Юра заметил, как изменилось лицо библиотекарши Ниночки Стрешневой. Оно сразу приобрело какое-то смятенно-глуповатое выражение, словно у перепуганной курицы, когда та, растопырив крылья, с разинутым клювом, спасается бегством от озорного щенка. Заполняя карточку, Ниночка задержалась на графе "пол" и долго дожидалась ответа.
- Ну что же, посмотрим, что у вас есть, - сухо сказал Никольский.
Он пошел за перегородку и стал перебирать книги на полках. Ниночка услужливо подставляла ему табуретку, показывала расположение книг.
- Вот видите? - опять сказал Никольский, протягивая ей свои руки, серые от пыли. - А подбор литературы у вас бестолковый. В следующий раз, когда будете составлять заявку в библиотечный коллектор, позовите меня. Я вам подскажу.
- Вы бы, Николай Николаевич, в клуб зашли. Может, и мне подсказали бы что-нибудь дельное, - с нарочитым смирением сказал Юра.
- Зайду, - согласился Никольский. - Закончу свои реформы в больнице и зайду.
Теперь, встретив Никольского в Удоле, Юра обрадовался случаю свести с ним знакомство покороче. Они давно уже шагали бог о бок по узкой лесной дороге, но на все попытки Юры завязать разговор Никольский неохотно поддакивал или вовсе не отвечал, глядя на легонькую, в короткой бобриковой тужурке фигурку спутника, как на пустое место.
- Оба мы, Николай Николаевич, принадлежим к сельской интеллигенции, - не унимался Юра, - а между тем вы сторонитесь меня и упорно не хотите вступать в дружеские отношения. Этого я не понимаю. Может, вы кичитесь своим высшим образованием, так это, скажу вам, отсталый взгляд на вещи. Не одни вы сейчас в деревне с высшим образованием, а между тем другие не проявляют к окружающим такого пренебрежения. Скажите, например, зачем вы обидели Никодима Федоровича?
- Разве я его обидел? - спросил Никольский.
- Еще бы!
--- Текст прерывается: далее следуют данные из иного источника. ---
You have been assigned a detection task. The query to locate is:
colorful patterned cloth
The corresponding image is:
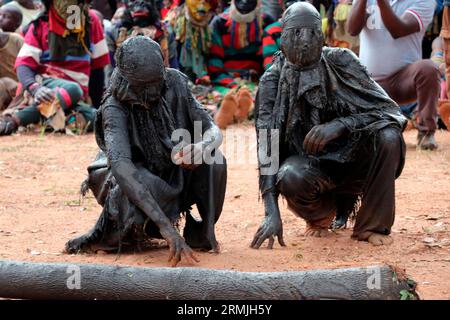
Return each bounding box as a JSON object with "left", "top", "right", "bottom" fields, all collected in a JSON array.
[
  {"left": 15, "top": 10, "right": 110, "bottom": 98},
  {"left": 207, "top": 8, "right": 273, "bottom": 88}
]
Ведь вы сказали, что он пьяница…
- A-а, так я сказал правду.
Юра обрадовался - хоть вяло, неохотно, но все же Никольский отвечал ему.
- Пьяница - это еще не доказано, - воодушевленно заговорил он, - а между тем Никодим Федорович - старый, опытный и знающий фельдшер, который на протяжении многих лет с успехом заменял здесь врача. Его у нас любят, верят ему. Он наш земляк…
- Перестаньте, Юра, хвалить свое только потому, что оно ваше, - с раздражением перебил его Никольский. - Ни черта ваш Никодим Федорович не знает. Умеет йодом да ихтиолкой мазать - и все тут. Я свой персонал за книги засадил, так фельдшер и читать-то новую медицинскую литературу не может. А на моих лекциях спит с похмелья… И авторитет ему создали такие же пьяницы. Он угадывает, исходя из своего опыта, их похмельное состояние, а они удивляются его проницательности и думают, что он руководствуется новейшими открытиями медицинской науки.
- Ну уж вы перегибаете! - возмутился Юра. - Какие же пьяницы? У нас народ хороший, работящий.
- А кому я частенько зашиваю раны на голове, как не участникам рукопашных инцидентов в сельской чайной? - усмехнулся Никольский, - Зашел я как-то в клуб… Вы, кажется, просили меня об этом, но я и без просьбы зашел бы, будьте уверены… Там же у вас, Юра, мухи дохнут! Толпятся парни и девушки в пальто, какой-то завсегдатай свадеб с кудрявым чубом дергает гармошку, стены увешаны мобилизующими плакатами… Да глядя на эти плакаты, только и остается запить со скуки.
- И до меня добрались! - усмехнулся Юра. - Наш клуб лучший в районе, я грамоту имею.